Eine brillante Analyse der französischen Gesellschaft zwischen den Weltkriegen, die aus zeitgenössischer Sicht den Mythos der „goldenen zwanziger Jahre“ entlarvt und mit dem psychischen Elend und der Verlorenheit der Nachkriegszeit konfrontiert.

Verlag
Knaus Verlag, 2008
Format
Gebunden
Seiten
272 Seiten
ISBN/EAN
978-3-8135-0317-3
Preis
19,95 EUR

Zur Autorin/Zum Autor:

Irène Némirovsky wurde 1903 als Tocher eines jüdischen Bankiers in Kiew geboren. Nach der Oktoberrevolution ging die Familie nach Paris; dort avancierte Irène zum Star der Literaturszene.

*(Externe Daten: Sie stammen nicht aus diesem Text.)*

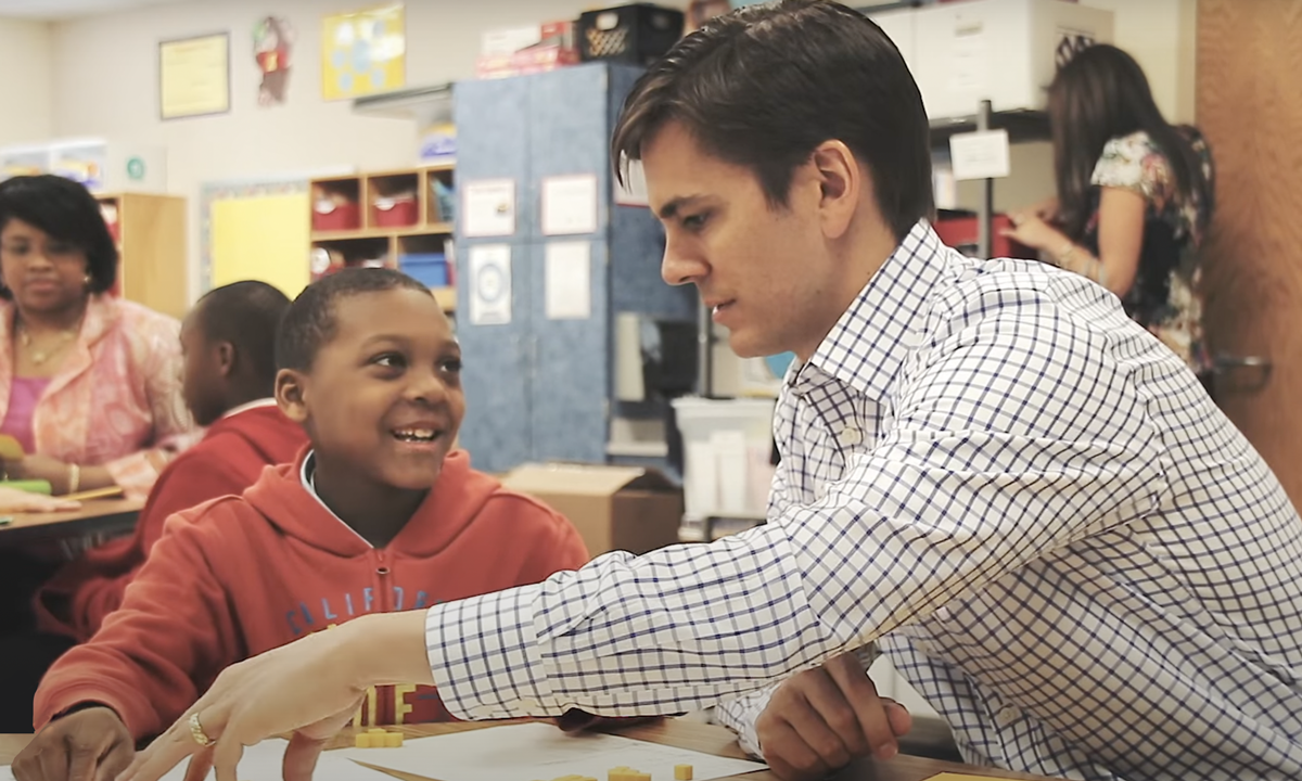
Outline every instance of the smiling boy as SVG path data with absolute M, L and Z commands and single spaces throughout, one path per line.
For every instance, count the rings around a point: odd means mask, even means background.
M 64 759 L 18 761 L 20 778 L 111 777 L 225 666 L 297 637 L 587 561 L 568 521 L 450 452 L 461 348 L 419 282 L 389 269 L 315 282 L 276 357 L 276 401 L 310 448 L 242 497 L 168 521 L 122 607 L 42 682 L 30 751 Z M 430 687 L 374 687 L 359 708 L 368 725 L 448 719 Z

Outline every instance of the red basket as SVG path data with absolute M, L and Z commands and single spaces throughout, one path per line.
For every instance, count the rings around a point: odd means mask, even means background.
M 318 200 L 312 207 L 312 230 L 357 230 L 362 210 L 355 203 Z
M 402 228 L 418 220 L 415 195 L 376 198 L 371 204 L 371 223 L 376 228 Z

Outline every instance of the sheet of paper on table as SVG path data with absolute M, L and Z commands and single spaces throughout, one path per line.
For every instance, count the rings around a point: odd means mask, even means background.
M 243 758 L 236 769 L 240 781 L 281 781 L 284 778 L 281 761 L 285 758 L 285 746 L 289 741 L 273 739 L 263 741 L 256 746 L 245 748 Z M 185 781 L 186 763 L 172 768 L 163 781 Z M 216 774 L 208 771 L 206 781 L 214 781 Z M 393 781 L 392 776 L 363 768 L 355 761 L 340 756 L 339 751 L 323 751 L 316 769 L 312 772 L 312 781 Z
M 923 781 L 1013 781 L 1003 776 L 969 776 L 967 773 L 936 773 Z
M 401 748 L 344 748 L 332 754 L 439 781 L 534 781 L 569 774 L 604 781 L 617 767 L 651 773 L 652 778 L 673 778 L 677 764 L 690 764 L 693 780 L 707 781 L 764 769 L 755 761 L 618 735 L 566 734 L 551 724 L 491 726 L 409 738 Z M 315 778 L 322 777 L 318 772 Z

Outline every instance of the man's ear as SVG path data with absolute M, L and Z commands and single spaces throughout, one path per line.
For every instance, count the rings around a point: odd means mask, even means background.
M 228 341 L 217 342 L 217 374 L 229 377 L 236 371 L 236 346 Z
M 276 406 L 294 423 L 307 420 L 307 377 L 293 368 L 276 372 Z
M 820 187 L 819 219 L 828 238 L 841 238 L 850 228 L 859 199 L 870 186 L 867 173 L 845 142 L 824 141 L 810 156 Z

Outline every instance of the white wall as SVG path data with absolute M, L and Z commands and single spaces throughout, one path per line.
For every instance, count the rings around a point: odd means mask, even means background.
M 1197 0 L 1081 0 L 1116 14 L 1116 42 L 1143 65 L 1168 118 L 1193 120 Z M 198 264 L 198 194 L 203 182 L 309 174 L 354 167 L 409 165 L 410 121 L 361 117 L 349 102 L 320 98 L 320 18 L 365 3 L 227 0 L 154 7 L 55 25 L 0 20 L 0 64 L 25 77 L 0 83 L 0 144 L 98 135 L 111 143 L 168 150 L 168 190 L 190 210 L 190 263 Z M 408 85 L 473 74 L 484 29 L 573 18 L 591 0 L 419 0 L 406 4 Z M 294 26 L 294 70 L 285 105 L 256 105 L 254 22 L 273 9 Z M 158 42 L 228 30 L 232 111 L 219 117 L 158 118 Z M 35 64 L 36 66 L 33 66 Z M 30 77 L 26 74 L 31 74 Z M 1048 144 L 1013 151 L 1013 177 L 996 184 L 996 208 L 1017 208 L 1052 191 Z M 975 203 L 963 186 L 960 202 Z M 197 275 L 191 273 L 191 279 Z M 193 289 L 193 288 L 191 288 Z
M 1194 121 L 1198 0 L 1079 0 L 1113 13 L 1113 43 L 1139 62 L 1157 108 L 1169 122 Z M 1017 144 L 1013 174 L 995 182 L 995 210 L 1022 208 L 1053 194 L 1053 147 Z M 975 208 L 976 182 L 958 186 L 958 204 Z
M 49 139 L 52 72 L 49 25 L 0 18 L 0 146 Z
M 401 168 L 415 161 L 414 122 L 355 116 L 350 102 L 326 103 L 320 96 L 322 17 L 366 5 L 348 0 L 281 0 L 271 5 L 225 0 L 56 23 L 51 38 L 55 100 L 52 111 L 47 109 L 49 128 L 38 137 L 95 135 L 111 144 L 165 147 L 167 189 L 190 199 L 193 292 L 202 184 L 310 174 L 339 167 Z M 473 75 L 479 34 L 486 29 L 574 18 L 587 5 L 585 0 L 408 3 L 408 86 Z M 256 104 L 253 27 L 268 9 L 289 20 L 297 39 L 286 103 L 262 108 Z M 160 121 L 159 40 L 224 30 L 230 33 L 230 113 Z M 7 112 L 13 105 L 4 104 Z
M 1194 121 L 1198 0 L 1081 0 L 1113 13 L 1113 43 L 1139 61 L 1169 122 Z

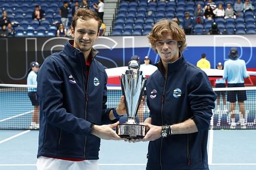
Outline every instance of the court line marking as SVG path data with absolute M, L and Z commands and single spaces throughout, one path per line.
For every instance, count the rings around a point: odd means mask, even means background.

Vor den deutschen Truppen floh sie in den Süden Frankreichs, wurde verhaftet und starb 1943 in Auschwitz. Ihr Werk wurde erst 60 Jahre später durch einen Zufall wiederentdeckt. Bei Knaus erschienen: “Suite française”, “Jesabel” und “Die Hunde und die Wölfe”.

Zum Buch:

Im Jahre 1912 ist die Welt des Pariser Kleinbürgertums noch in Ordnung. Auf dem Tisch stehen Veilchen, man isst gut und solide, und nach dem Kaffee schlendert man durch das Gelände der Weltausstellung und bewundert die prächtigen Kutschen der besseren Stände. Die fünfzehnjährige Thérèse ist in den Medizinstudenten Martial verliebt und träumt von der Hochzeit. Zwei Jahre später sieht die Welt anders aus: Die erträumte Hochzeit wird zur Kriegshochzeit, und Martial fällt nach wenigen Monaten. Auch Bernard, den Thérèse seit Kindertagen kennt, zieht in den Krieg – gegen den Willen der Eltern und voller Begeisterung. Als er 1918 traumatisiert und desillusioniert zurückkehrt, liegt die geordnete Kleinbürgerwelt in Trümmern – der Schwarzmarkt blüht genauso wie die Prostitution, und eine neue Schicht von Kriegsgewinnlern kommt zu Reichtum und Macht. Bernard heiratet Thérèse, aber das kleine Glück genügt ihn nicht, er verfällt der schönen, zwielichtigen Renée und wird von deren Mann in die Finanzwelt eingeführt. Hin- und hergerissen zwischen zwei Frauen, zwischen ehrbarem Kleinbürgerleben und glitzerndem Luxus verliert sich Bernard immer mehr – bis die Deutschen einmarschieren und der Krieg von neuem beginnt.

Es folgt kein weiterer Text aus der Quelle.